2 mins
OUR SHARED PROGRESS
It’s been three months since I upped sticks and moved to Northern Ireland to become the Director of the Rainbow Project. While I may be new on this particular scene, I’m no newcomer to the fight for LGBTQ+ equality, having been involved in many of the campaigns for progress on LGBTQ+ issues in Scotland and the UK over (too) many years.
In lots of ways the Scottish and Irish LGBTQ+ journeys have plenty in common. Its fair to say, when it came to LGBTQ+ equality, we were the late starters. Decriminalisation in Scotland didn’t come until 1981, Northern Ireland was closely behind in 1982 and Ireland lagged even those slowest of starts, following in 1993.
From there, progress has been made in almost every area of our lives, from anti-discrimination laws to marriage equality. In recent years, securing LGBTQ+ equality and rights had begun to feel like a one way street with progress coming at what felt like an ever-increasing pace, still recognising that some had to fight harder than others to achieve it. So many of us had genuinely begun to dream that progress might have taken root, perhaps even become irreversible.
I’m still optimistic that full legal and social equality for all LGBTQ+ people will become a reality, but the hard lesson for me in recent months and years is that we still have so much more to do in order to keep pushing forward to achieve it.
As we see more protestors at our Pride events, inclusive education in our schools branded as ‘deviant’, drag story time and family events blockaded and our LGBTQ+ organisations facing levels of abuse and threat not seen since the ‘80s, it can be easy to think the ladders of progress have had their rungs cut.
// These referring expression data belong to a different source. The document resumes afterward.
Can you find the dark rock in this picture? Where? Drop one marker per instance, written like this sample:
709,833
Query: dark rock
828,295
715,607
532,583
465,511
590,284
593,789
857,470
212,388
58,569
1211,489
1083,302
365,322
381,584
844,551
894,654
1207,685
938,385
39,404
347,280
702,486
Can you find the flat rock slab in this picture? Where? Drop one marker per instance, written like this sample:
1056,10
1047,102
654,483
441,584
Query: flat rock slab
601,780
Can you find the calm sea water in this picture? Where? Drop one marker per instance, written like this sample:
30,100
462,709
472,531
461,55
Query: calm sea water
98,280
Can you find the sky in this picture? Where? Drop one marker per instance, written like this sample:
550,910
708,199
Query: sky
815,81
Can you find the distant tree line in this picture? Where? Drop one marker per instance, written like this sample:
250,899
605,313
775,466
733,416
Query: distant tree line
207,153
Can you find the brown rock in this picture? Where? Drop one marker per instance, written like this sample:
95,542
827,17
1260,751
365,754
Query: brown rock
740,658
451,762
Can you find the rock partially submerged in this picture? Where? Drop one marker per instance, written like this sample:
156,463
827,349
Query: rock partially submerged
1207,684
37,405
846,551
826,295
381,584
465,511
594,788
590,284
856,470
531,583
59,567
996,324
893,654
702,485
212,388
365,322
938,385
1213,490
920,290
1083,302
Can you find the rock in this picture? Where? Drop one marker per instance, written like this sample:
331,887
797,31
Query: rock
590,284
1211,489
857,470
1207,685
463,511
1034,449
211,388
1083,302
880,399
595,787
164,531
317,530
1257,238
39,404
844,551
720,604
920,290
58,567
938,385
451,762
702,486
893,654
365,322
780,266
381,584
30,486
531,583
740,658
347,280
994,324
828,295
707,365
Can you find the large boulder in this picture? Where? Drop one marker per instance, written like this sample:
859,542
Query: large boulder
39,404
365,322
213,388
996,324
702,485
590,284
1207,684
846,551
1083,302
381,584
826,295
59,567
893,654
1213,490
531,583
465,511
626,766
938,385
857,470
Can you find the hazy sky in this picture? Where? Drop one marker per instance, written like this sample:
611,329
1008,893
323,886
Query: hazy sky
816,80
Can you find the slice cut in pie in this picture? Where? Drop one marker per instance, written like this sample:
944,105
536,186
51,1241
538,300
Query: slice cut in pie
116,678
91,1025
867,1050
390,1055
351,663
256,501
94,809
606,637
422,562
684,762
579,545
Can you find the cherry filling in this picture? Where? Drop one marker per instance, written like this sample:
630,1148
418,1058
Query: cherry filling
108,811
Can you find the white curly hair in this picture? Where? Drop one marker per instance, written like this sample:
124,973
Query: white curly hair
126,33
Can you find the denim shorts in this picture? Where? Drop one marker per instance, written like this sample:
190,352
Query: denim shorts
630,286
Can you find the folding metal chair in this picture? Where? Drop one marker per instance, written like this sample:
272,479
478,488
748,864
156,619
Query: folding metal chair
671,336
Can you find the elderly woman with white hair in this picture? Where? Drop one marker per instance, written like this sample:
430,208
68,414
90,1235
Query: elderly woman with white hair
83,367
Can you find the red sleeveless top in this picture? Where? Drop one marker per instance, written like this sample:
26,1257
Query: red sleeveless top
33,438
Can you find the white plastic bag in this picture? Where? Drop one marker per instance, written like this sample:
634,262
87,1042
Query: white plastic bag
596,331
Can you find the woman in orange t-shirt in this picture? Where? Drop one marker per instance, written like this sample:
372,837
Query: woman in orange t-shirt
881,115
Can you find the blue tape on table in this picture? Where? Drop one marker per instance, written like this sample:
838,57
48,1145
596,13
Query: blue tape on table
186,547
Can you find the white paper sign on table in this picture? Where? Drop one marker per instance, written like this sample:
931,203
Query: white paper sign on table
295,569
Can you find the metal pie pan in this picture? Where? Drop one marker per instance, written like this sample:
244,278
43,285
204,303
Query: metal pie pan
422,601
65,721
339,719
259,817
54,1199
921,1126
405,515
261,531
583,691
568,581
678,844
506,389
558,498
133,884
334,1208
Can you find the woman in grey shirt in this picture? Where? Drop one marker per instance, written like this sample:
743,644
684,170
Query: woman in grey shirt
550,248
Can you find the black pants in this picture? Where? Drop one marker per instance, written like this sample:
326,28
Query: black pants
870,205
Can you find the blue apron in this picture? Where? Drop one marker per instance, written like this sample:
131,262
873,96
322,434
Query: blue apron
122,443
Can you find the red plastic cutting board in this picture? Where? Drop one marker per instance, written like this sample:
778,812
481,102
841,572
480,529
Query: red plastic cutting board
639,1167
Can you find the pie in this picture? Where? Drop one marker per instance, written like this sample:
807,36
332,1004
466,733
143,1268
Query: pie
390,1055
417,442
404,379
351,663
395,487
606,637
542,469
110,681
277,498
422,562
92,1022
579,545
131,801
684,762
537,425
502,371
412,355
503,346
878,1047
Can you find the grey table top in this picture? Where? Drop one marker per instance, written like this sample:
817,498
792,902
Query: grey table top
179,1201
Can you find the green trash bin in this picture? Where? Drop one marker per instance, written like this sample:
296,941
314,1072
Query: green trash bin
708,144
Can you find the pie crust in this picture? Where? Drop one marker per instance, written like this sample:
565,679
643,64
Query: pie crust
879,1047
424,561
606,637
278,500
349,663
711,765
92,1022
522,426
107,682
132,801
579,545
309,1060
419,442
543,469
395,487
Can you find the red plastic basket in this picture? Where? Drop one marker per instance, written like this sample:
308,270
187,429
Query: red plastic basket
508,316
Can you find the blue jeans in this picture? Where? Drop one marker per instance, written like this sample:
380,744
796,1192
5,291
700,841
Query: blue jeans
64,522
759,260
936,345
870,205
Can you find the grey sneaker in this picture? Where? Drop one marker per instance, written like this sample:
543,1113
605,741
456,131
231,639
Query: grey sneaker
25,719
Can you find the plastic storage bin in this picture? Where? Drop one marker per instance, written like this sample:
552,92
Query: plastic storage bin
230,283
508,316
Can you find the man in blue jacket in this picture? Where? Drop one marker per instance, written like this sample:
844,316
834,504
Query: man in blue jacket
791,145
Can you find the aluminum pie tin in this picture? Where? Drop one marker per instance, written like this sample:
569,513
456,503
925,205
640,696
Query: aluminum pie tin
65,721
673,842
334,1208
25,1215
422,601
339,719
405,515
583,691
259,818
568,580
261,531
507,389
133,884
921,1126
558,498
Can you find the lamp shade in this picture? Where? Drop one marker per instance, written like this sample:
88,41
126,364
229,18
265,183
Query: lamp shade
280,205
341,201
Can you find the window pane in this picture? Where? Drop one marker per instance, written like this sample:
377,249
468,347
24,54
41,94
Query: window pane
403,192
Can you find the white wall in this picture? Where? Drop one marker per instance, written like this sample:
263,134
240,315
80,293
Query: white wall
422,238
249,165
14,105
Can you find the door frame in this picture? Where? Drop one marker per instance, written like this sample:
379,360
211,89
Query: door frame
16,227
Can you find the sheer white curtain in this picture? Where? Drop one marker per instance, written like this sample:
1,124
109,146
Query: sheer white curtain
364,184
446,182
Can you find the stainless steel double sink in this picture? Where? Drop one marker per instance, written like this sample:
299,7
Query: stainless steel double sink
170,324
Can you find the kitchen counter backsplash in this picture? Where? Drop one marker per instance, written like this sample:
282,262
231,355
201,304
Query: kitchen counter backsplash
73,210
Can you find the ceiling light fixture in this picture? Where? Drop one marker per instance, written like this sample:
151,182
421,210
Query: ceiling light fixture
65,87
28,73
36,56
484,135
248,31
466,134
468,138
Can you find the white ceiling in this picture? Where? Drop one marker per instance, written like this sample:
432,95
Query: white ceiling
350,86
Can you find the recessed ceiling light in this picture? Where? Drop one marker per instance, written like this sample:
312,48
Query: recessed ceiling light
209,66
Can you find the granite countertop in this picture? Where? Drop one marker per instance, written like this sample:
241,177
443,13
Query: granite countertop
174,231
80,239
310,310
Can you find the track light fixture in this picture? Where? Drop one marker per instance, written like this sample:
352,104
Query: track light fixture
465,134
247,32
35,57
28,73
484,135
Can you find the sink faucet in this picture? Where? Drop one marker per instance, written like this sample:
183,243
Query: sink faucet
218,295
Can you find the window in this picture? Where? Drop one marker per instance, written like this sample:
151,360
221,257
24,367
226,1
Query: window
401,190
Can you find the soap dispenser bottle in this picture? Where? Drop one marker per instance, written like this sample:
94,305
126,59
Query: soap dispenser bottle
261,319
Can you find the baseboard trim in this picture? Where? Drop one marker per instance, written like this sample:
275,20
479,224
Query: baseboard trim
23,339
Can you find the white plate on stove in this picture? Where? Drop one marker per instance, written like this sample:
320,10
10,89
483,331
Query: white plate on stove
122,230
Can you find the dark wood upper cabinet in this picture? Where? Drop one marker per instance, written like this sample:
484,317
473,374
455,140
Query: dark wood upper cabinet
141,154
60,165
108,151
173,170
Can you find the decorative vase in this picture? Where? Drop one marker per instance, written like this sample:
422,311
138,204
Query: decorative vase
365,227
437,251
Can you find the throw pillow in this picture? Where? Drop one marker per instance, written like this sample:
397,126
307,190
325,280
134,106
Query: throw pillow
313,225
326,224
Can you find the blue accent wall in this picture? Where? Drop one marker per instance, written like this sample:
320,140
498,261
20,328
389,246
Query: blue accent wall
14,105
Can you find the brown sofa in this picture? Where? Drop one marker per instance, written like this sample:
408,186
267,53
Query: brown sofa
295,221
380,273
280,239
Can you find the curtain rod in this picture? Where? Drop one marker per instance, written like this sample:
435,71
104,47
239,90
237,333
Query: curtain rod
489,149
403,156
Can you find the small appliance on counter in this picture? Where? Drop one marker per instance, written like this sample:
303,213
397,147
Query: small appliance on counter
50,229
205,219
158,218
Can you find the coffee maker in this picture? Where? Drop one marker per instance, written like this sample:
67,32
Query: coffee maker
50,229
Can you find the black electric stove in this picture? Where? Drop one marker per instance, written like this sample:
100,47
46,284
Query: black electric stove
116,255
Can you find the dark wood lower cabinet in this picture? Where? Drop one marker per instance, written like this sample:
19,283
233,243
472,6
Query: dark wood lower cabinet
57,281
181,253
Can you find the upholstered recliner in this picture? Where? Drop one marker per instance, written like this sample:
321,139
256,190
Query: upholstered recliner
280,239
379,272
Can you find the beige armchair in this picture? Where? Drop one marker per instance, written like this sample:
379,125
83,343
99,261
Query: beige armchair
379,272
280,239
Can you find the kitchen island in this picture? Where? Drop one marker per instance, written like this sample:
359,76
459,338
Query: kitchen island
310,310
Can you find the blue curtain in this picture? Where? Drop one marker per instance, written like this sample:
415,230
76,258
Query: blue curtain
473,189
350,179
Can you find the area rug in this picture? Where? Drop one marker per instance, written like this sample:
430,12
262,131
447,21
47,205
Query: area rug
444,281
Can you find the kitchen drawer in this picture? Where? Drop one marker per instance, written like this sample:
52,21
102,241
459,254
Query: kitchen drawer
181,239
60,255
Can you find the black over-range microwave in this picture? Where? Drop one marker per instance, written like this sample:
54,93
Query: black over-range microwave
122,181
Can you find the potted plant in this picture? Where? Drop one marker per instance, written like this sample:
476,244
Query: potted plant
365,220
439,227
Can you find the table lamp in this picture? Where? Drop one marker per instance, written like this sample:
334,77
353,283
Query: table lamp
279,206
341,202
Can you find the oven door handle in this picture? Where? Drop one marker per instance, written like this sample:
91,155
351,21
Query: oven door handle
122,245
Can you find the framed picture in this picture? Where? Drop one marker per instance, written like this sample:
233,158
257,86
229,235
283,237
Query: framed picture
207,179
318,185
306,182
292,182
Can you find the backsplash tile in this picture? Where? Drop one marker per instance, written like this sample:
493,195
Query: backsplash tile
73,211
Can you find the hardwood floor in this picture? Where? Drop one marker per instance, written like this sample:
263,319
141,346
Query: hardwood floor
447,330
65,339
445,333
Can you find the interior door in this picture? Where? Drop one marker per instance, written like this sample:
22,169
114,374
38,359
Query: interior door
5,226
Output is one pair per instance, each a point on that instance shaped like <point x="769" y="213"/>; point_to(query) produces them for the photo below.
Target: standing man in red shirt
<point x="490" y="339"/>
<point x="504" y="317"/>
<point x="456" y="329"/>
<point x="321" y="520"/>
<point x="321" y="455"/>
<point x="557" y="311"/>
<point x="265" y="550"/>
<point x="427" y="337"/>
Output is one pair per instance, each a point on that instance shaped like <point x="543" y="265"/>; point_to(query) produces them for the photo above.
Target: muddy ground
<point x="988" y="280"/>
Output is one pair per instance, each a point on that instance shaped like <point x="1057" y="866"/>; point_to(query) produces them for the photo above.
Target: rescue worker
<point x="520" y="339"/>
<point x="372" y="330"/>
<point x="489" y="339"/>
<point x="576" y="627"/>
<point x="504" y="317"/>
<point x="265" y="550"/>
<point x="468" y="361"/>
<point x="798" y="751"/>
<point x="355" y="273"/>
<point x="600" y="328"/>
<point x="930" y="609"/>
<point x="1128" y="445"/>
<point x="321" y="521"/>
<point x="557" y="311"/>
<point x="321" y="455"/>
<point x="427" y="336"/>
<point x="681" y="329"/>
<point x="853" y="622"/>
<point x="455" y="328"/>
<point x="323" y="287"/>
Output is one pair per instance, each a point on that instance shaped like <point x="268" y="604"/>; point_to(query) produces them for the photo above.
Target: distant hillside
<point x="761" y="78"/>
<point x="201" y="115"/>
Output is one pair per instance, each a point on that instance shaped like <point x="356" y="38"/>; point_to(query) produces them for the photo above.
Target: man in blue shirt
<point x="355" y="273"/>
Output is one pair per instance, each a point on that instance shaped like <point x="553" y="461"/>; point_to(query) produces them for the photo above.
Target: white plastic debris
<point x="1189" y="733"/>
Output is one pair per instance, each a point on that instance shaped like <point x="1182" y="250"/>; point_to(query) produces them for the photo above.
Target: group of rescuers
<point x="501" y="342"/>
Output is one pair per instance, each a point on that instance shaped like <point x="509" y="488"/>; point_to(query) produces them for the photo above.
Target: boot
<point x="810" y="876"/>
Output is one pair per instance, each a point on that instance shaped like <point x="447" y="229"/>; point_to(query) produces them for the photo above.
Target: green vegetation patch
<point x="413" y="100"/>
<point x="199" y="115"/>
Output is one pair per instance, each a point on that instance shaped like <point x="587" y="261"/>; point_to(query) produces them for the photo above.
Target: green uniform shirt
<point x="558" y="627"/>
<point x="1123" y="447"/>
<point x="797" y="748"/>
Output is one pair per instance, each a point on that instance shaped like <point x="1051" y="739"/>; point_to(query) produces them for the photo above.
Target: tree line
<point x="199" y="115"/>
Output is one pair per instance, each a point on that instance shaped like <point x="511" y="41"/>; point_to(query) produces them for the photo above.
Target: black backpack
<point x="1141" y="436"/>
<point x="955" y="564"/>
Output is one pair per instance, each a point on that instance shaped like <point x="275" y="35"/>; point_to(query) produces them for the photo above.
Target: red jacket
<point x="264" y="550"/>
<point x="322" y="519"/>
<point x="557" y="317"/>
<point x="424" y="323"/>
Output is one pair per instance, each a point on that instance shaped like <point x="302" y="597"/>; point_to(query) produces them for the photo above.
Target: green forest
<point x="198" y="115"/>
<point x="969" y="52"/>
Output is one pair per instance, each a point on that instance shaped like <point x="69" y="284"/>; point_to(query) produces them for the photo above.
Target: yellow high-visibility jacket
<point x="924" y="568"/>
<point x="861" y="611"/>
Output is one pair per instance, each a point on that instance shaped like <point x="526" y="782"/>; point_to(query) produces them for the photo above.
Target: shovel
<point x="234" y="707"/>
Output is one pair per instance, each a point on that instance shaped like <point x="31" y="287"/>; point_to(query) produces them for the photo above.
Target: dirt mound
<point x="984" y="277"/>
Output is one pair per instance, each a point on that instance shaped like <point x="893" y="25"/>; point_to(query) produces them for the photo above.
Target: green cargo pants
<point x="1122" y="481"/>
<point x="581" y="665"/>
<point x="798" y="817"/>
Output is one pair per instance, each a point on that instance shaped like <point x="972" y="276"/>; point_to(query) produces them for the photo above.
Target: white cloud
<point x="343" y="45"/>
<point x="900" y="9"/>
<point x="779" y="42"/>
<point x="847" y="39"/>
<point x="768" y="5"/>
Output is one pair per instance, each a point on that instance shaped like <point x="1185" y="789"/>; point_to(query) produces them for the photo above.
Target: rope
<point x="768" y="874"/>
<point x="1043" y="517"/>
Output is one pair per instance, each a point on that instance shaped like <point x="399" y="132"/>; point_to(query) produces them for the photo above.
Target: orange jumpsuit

At a time when one of the direct consequences of the increase in anti-LGBTQ+ sentiment has been a significant rise in the reporting of hate crime, both north and south of the border, progress on improved LGBTQ+ inclusive hate crime laws have stalled at Stormont and Leinster House.
At a time when the increasingly fork-tongued narrative is of LGBTQ+ people being the perpetrators of conversion therapy rather than its victims, we are making slower progress than needed on comprehensively banning conversion practices across this whole island.
At a time when increasingly hostile anti-trans narratives, which, by the way, look almost identical to the anti-gay narratives of the ‘70s and ‘80s, are being shipped across the Irish Sea in the red lane, all the lessons of progressive gender recognition laws south of the border have not been learned north of the border or in other parts of the UK.
The Scottish and Irish LGBTQ+ journeys have plenty in common because they are explicably linked, and that goes for other parts of these islands too. Progress for LGBTQ+ people in one part of these islands does have an impact in its other constituent parts. It was the lessons from the Scottish Equal Marriage Campaign that became useful in the Irish Marriage Equality Referendum. It was the knowledge of trans and LGBTQ+ organisations in Ireland that in some way helped secure the passing of Scotland’s Gender Recognition Reform Bill. These are just two examples.
As we seek progress in a challenging environment it’s important that everyone who believes in progress for LGBTQ+ people work together. As we fight for improved hate crime laws, better trans healthcare, a comprehensive ban on so called conversion therapy, inclusive education and social progress too, we must do it together. That too is progress.